When the application completes, darshan only gets partway through core_shutdown before it gets killed, thus losing the desired logs in the process.

As a test we edited darshan_core_shutdown in darshan-core to immediately return instead of running any of it's code, after which we can see the desired logs in /tmp and they are in a valid state to be parsed with darshan-parser.
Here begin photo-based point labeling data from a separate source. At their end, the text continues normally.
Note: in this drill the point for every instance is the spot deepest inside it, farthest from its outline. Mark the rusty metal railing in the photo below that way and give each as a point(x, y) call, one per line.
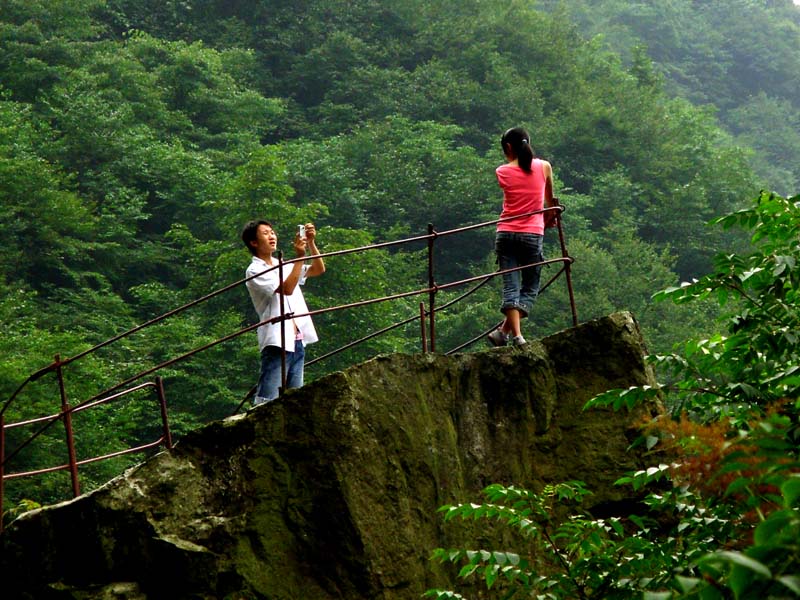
point(427, 338)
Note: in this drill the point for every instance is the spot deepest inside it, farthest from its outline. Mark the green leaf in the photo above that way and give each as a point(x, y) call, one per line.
point(739, 559)
point(791, 491)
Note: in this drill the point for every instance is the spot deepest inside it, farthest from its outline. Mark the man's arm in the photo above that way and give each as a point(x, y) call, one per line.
point(317, 264)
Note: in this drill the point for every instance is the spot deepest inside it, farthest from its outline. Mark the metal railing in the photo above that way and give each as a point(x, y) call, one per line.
point(427, 317)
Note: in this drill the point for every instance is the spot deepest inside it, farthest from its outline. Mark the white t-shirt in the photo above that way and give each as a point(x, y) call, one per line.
point(268, 305)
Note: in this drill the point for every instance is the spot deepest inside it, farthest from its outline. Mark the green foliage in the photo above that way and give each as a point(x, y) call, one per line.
point(720, 522)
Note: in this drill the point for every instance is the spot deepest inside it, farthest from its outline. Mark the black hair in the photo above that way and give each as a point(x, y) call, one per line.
point(250, 232)
point(520, 143)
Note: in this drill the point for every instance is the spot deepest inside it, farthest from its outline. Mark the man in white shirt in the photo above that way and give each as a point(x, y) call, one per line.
point(267, 292)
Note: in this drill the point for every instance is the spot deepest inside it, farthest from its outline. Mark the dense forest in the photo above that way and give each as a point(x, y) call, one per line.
point(138, 136)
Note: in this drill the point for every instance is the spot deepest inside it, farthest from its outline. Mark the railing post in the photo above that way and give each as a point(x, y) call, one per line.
point(66, 414)
point(2, 464)
point(162, 402)
point(422, 327)
point(431, 287)
point(567, 268)
point(282, 323)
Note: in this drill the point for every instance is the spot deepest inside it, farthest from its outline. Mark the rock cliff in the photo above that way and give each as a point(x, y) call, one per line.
point(331, 492)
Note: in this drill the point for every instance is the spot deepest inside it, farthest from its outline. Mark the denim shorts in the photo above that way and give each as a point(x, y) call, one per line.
point(521, 287)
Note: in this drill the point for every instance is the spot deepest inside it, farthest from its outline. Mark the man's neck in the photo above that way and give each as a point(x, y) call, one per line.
point(267, 258)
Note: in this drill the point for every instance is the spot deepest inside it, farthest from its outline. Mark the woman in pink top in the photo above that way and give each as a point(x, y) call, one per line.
point(527, 185)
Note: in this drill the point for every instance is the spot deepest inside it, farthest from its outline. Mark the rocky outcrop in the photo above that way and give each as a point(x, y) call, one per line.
point(331, 492)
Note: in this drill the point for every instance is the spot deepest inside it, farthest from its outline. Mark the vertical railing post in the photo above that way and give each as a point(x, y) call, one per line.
point(162, 402)
point(431, 287)
point(2, 465)
point(282, 323)
point(422, 327)
point(567, 267)
point(66, 415)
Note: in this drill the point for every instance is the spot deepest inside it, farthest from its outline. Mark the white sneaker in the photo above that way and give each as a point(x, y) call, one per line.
point(497, 338)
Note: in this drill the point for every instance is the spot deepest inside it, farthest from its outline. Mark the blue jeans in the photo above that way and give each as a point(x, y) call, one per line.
point(269, 381)
point(521, 287)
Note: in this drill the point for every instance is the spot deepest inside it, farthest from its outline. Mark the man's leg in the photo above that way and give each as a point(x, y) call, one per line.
point(269, 381)
point(295, 364)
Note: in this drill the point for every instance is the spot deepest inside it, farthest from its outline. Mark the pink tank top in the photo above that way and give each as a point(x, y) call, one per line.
point(522, 193)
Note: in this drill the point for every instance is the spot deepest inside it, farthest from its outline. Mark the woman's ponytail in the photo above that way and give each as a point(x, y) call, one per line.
point(520, 143)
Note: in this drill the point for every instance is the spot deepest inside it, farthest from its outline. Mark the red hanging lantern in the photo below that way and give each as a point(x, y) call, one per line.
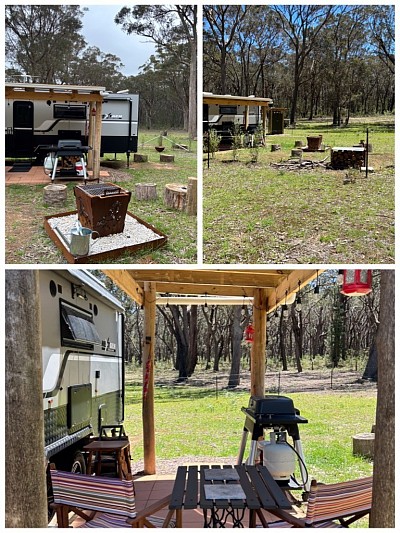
point(356, 282)
point(249, 333)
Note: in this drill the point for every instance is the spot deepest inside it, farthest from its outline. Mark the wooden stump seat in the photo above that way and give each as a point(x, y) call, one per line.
point(175, 196)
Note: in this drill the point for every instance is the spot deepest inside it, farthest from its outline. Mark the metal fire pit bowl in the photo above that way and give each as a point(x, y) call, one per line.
point(102, 207)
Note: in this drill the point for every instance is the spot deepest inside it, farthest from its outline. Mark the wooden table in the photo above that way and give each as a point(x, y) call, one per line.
point(118, 447)
point(226, 493)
We are using darshan 3.4.7

I include some screenshots below of some outputs after execution with these two methods:

Unedited darshan-core-shutdown:

`[DEEPSPEED DEBUG] Darshan is loaded: **/tmp/mgossman_python_id1382732_mmap-log-7779381447136745040-0.darshan**
[DEEPSPEED DEBUG] Darshan is loaded: /home/mgossman/restart_perf/software/installs/darshan/lib/libdarshan.so.0.0.0
[DEEPSPEED DEBUG] Darshan is loaded: /home/mgossman/restart_perf/software/installs/darshan/lib/libdarshan.so.0.0.0
[DEEPSPEED DEBUG] Darshan is loaded: /home/mgossman/restart_perf/software/installs/darshan/lib/libdarshan.so.0.0.0
[2025-07-14 19:27:22,111] [INFO] [torch_checkpoint_engine.py:49:save] [Torch] Saving /grand/VeloC/mikailg/DeepSpeed-restart-perf/modelsize1_tp1_pp1_dp4/global_step1/bf16_zero_pp_rank_0_mp_rank_00_optim_states.pt...
[2025-07-14 19:27:45,907] [INFO] [torch_checkpoint_engine.py:51:save] [Torch] Saved /grand/VeloC/mikailg/DeepSpeed-restart-perf/modelsize1_tp1_pp1_dp4/global_step1/bf16_zero_pp_rank_0_mp_rank_00_optim_states.pt.
[2025-07-14 19:27:45,911] [INFO] [engine.py:3701:_save_zero_checkpoint] zero checkpoint saved /grand/VeloC/mikailg/DeepSpeed-restart-perf/modelsize1_tp1_pp1_dp4/global_step1/bf16_zero_pp_rank_0_mp_rank_00_optim_states.pt
[2025-07-14 19:27:45,911] [INFO] [torch_checkpoint_engine.py:61:commit] [Torch] Checkpoint global_step1 is ready now!
  successfully saved checkpoint at iteration       1 to /grand/VeloC/mikailg/DeepSpeed-restart-perf/modelsize1_tp1_pp1_dp4
[SAVE CHECKPOINT] Save checkpoint took 27.97262 seconds.
Checkpoint Save GB: 22.271, GB/Sec: 0.8, Latency(second): 27.973
(min, max) time across ranks (ms):
    save-checkpoint ................................: (27972.78, 27972.78)
[2025-07-14 19:27:46,227] [INFO] [logging.py:107:log_dist] [Rank 0] step=2, skipped=0, lr=[0.0002918585038060976, 0.0002918585038060976], mom=[(0.9, 0.95), (0.9, 0.95)]
Exiting after iteration 1 for testing restart...
[2025-07-14 19:27:49,341] [INFO] [launch.py:351:main] Process 1382732 exits successfully.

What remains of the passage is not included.